Spotify lawyers up against Apple for rejecting its updated iOS app

30.06.2016
The music streaming war is heating up.

Spotify claims that Apple is blocking competition after the App Store rejected an updated version of its iOS app. According to a letter Spotify sent to Apple’s legal team on June 26, Apple’s rejection stems from an anti-competitive practice to boost Apple Music. The letter was sent to some members of Congress this week and was originally reported by Recode.

“We cannot stand by as Apple uses the App Store approval process as a weapon to harm competitors,” wrote Spotify general counsel Horacio Gutierrez to Apple general counsel Bruce Sewell. Apple claimed that the new Spotify app was rejected because it violated “business model rules.”

According to App Store rules, Spotify must use Apple’s billing system if it wants to sell subscriptions in-app. However, Spotify has contested this system publicly before, and it seems the company is planning to use the latest rejection as legal ammunition against Apple.

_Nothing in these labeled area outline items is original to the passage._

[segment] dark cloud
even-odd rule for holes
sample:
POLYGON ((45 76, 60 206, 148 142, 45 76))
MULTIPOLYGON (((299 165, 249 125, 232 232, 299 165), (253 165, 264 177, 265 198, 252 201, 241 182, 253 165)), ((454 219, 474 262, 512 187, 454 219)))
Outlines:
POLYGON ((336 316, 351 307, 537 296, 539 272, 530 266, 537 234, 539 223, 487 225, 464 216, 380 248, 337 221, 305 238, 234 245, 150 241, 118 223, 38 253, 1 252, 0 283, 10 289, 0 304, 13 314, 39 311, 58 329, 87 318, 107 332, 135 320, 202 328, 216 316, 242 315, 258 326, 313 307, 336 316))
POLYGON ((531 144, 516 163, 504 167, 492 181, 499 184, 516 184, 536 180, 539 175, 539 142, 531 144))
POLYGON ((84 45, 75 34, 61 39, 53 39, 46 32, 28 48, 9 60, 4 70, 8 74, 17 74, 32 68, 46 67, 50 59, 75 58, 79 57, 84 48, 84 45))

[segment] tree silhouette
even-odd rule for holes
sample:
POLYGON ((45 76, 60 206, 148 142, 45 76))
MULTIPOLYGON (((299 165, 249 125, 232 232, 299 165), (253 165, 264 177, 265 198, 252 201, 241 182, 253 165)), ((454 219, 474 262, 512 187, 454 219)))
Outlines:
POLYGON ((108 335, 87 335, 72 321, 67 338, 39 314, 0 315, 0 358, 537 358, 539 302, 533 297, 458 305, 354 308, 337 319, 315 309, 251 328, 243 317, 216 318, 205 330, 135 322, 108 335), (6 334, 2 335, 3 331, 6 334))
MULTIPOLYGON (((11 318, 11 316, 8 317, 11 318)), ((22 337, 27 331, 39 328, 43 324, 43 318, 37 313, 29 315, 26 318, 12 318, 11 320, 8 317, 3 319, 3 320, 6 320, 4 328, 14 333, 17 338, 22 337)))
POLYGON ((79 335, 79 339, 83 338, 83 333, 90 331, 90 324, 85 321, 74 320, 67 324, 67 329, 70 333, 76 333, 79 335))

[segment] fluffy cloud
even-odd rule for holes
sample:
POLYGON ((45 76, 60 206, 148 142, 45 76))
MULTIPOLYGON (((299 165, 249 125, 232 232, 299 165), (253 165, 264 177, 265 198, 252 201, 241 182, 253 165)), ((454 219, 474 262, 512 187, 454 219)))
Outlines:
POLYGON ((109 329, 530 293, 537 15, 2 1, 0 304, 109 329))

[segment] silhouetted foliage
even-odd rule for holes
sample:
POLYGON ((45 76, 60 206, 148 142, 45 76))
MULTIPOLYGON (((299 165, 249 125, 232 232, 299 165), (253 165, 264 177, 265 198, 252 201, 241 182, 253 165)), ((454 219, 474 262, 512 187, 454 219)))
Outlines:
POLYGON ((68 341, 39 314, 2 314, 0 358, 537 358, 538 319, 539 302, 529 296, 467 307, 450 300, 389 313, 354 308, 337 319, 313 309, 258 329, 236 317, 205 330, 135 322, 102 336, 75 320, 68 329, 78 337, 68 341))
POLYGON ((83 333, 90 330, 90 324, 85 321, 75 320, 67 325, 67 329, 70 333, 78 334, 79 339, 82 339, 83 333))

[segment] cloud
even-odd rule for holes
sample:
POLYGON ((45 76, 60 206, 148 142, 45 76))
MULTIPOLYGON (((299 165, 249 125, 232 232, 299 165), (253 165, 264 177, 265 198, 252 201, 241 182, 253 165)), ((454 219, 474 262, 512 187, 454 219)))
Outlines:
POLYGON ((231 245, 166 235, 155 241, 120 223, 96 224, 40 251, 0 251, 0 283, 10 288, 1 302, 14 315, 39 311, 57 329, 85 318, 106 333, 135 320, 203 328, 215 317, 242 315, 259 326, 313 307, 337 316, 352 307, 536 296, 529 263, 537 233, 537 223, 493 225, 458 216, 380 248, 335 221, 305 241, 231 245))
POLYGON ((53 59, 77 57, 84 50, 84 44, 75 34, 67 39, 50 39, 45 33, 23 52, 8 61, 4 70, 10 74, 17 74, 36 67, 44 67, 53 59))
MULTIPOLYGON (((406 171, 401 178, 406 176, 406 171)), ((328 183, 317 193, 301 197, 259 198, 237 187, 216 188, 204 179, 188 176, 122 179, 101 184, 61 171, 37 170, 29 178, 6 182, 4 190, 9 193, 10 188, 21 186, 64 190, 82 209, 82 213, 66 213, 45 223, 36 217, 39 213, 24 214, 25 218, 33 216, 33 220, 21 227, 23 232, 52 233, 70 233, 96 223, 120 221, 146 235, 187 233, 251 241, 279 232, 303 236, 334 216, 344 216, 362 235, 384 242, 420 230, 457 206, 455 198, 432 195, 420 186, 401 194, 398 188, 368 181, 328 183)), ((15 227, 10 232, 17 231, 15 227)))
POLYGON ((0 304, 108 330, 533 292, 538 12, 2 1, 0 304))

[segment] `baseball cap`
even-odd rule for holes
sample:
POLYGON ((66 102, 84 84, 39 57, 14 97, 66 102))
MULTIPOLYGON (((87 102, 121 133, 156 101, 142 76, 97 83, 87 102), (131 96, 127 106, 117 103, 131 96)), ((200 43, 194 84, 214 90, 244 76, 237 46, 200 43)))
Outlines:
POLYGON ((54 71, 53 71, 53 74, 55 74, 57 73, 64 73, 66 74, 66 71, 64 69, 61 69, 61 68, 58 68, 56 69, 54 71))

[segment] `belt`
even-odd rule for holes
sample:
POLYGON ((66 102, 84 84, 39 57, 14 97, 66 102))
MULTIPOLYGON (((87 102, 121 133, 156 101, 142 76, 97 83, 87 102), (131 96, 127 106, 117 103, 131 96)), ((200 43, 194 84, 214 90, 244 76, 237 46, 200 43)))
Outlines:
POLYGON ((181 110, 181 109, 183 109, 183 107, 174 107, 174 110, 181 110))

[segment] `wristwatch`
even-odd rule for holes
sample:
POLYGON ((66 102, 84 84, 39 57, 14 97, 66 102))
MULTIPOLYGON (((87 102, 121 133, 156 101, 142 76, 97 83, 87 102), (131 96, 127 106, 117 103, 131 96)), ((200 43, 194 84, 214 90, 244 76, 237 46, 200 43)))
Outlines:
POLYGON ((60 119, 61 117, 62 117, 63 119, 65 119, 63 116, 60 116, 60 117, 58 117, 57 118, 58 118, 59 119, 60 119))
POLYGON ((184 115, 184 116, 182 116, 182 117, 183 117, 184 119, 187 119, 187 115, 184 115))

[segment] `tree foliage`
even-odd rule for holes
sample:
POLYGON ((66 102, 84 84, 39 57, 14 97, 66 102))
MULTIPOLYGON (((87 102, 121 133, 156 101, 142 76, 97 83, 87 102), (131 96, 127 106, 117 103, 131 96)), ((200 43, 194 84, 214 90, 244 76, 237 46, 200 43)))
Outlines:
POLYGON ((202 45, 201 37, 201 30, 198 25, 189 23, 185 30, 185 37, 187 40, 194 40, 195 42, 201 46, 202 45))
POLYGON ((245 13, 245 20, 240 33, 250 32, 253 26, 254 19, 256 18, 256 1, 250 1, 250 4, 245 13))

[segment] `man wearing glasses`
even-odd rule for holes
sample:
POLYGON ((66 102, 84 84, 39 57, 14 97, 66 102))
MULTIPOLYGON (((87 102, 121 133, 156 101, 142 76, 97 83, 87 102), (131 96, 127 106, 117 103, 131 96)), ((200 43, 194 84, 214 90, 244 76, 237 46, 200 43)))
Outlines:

The story behind the story: Over the last year, Spotify has criticized Apple’s App Store practices that seem to punish third-party music subscription apps in favor of the native Apple Music. Apple does not allow app-makers to use an alternate billing system for in-app subscriptions, and the company charges a 30 percent fee, otherwise known as an “Apple Tax.”

Because Apple discourages alternate subscription options outside its in-app billing system and apps must go through the App Store to be distributed onto iPhones, Spotify claims Apple’s practices are anti-competitive. And some members of Congress agree. This week, Senator Elizabeth Warren said that “Apple has long used its control of iOS to squash competition in music.”

Spotify has fought back against the Apple Tax by encouraging users to subscribe via the website, not the app. Previously, Spotify subscribers who subscribe via the iOS app are charged $13 a month for the service to account for Apple’s cut. Otherwise a Spotify subscription is $10 a month, the same as Apple Music.

Spotify has since turned-off in-app subscriptions.